Ellaville racial composition as of 2020
| Race | Num. | Perc. |
|---|---|---|
| White (non-Hispanic) | 951 | 59.62% |
| Black or African American (non-Hispanic) | 507 | 31.79% |
| Native American | 1 | 0.06% |
| Asian | 7 | 0.44% |
| Pacific Islander | 2 | 0.13% |
| Other/Mixed | 51 | 3.2% |
| Hispanic or Latino | 76 | 4.76% |

==Education==

===Schley County School District===
The Schley County School District holds pre-school to grade twelve, and consists of one elementary school and one middle-high school. The district has 66 full-time teachers and over 1,126 students.

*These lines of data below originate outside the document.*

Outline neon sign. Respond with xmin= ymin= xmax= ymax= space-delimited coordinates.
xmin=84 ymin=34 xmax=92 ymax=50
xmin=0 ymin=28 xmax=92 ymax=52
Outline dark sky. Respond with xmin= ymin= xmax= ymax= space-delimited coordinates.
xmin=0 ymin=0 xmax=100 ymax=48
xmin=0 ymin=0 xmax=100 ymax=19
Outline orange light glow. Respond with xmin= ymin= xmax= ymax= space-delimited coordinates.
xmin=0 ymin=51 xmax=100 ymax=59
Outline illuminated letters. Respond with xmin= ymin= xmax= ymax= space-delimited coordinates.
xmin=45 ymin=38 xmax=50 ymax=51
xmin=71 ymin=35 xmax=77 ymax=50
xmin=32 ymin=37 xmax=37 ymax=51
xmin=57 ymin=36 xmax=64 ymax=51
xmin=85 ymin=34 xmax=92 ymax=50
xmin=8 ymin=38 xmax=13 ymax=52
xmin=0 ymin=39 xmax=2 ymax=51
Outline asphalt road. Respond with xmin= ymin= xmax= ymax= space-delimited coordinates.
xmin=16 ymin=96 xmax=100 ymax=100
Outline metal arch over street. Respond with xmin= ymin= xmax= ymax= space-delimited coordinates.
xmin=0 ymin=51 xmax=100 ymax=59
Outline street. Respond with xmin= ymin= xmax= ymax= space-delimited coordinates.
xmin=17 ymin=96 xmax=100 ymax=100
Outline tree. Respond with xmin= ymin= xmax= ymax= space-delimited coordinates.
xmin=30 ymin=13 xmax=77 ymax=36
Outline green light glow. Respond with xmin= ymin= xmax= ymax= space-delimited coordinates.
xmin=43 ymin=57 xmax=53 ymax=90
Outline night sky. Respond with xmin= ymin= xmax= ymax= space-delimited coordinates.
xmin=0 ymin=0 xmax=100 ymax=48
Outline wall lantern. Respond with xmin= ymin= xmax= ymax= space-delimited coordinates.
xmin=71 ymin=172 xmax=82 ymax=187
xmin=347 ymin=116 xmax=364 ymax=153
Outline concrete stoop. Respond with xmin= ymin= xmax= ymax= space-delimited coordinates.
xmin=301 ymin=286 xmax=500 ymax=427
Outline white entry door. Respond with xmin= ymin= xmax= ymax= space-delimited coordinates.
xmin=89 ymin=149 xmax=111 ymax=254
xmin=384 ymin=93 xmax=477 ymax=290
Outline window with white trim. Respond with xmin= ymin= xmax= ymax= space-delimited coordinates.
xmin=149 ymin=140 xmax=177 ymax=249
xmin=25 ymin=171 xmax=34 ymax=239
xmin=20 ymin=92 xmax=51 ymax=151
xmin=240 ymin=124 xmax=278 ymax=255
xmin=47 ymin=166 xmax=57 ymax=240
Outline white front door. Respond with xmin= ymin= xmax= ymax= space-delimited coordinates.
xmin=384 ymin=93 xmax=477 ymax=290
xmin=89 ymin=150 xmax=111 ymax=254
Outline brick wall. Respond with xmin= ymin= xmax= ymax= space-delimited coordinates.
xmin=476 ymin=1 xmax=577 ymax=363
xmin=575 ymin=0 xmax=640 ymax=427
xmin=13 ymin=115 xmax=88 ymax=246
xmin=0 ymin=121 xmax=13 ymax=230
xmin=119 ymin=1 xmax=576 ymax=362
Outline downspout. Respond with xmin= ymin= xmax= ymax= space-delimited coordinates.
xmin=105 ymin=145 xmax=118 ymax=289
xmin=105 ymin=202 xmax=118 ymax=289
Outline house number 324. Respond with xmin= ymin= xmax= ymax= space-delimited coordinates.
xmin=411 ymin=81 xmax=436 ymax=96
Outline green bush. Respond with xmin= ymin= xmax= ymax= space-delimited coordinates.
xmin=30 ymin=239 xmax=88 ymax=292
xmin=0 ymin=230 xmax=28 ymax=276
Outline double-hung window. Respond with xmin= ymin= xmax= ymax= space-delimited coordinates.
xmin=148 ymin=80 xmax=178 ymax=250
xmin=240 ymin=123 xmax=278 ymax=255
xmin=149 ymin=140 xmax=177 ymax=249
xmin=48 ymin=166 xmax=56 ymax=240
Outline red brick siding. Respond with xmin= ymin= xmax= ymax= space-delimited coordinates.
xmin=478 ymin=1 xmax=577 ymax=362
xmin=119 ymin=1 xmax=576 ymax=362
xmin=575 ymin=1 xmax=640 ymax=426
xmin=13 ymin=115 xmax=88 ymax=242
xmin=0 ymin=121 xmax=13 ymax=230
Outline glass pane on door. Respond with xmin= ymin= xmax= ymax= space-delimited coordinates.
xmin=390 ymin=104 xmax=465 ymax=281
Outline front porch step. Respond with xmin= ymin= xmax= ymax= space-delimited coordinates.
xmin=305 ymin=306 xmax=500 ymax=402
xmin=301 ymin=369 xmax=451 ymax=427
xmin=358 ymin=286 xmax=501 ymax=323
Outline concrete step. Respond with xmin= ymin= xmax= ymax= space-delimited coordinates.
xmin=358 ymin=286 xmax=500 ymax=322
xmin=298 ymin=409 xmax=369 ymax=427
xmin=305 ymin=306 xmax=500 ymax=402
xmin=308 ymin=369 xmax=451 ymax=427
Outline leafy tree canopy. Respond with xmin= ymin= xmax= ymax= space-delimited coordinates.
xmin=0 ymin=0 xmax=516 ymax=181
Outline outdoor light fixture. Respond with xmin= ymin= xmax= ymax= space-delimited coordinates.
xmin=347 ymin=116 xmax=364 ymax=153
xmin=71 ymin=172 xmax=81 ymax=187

- Schley County Elementary School
- Schley Middle High School

==Infrastructure==
Ellaville is served by U.S. Route 19, Georgia State Route 26 and Georgia State Route 153.

==Notable people==
- Dakota "Stilts" Albritton, American baseball player for the Savannah Bananas
- Brent Cobb, singer
- Charles Frederick Crisp, Speaker of the United States House of Representatives
- Blaire Erskine, comedian
- Manny Fernandez, former professional football player for Miami Dolphins
- Quentin Fulks, campaign manager
- Caylee Hammack, singer
- Rosa Lee Ingram, subject of 1940's Civil Rights struggle against unfair trials and sentencing in the Jim Crow Era.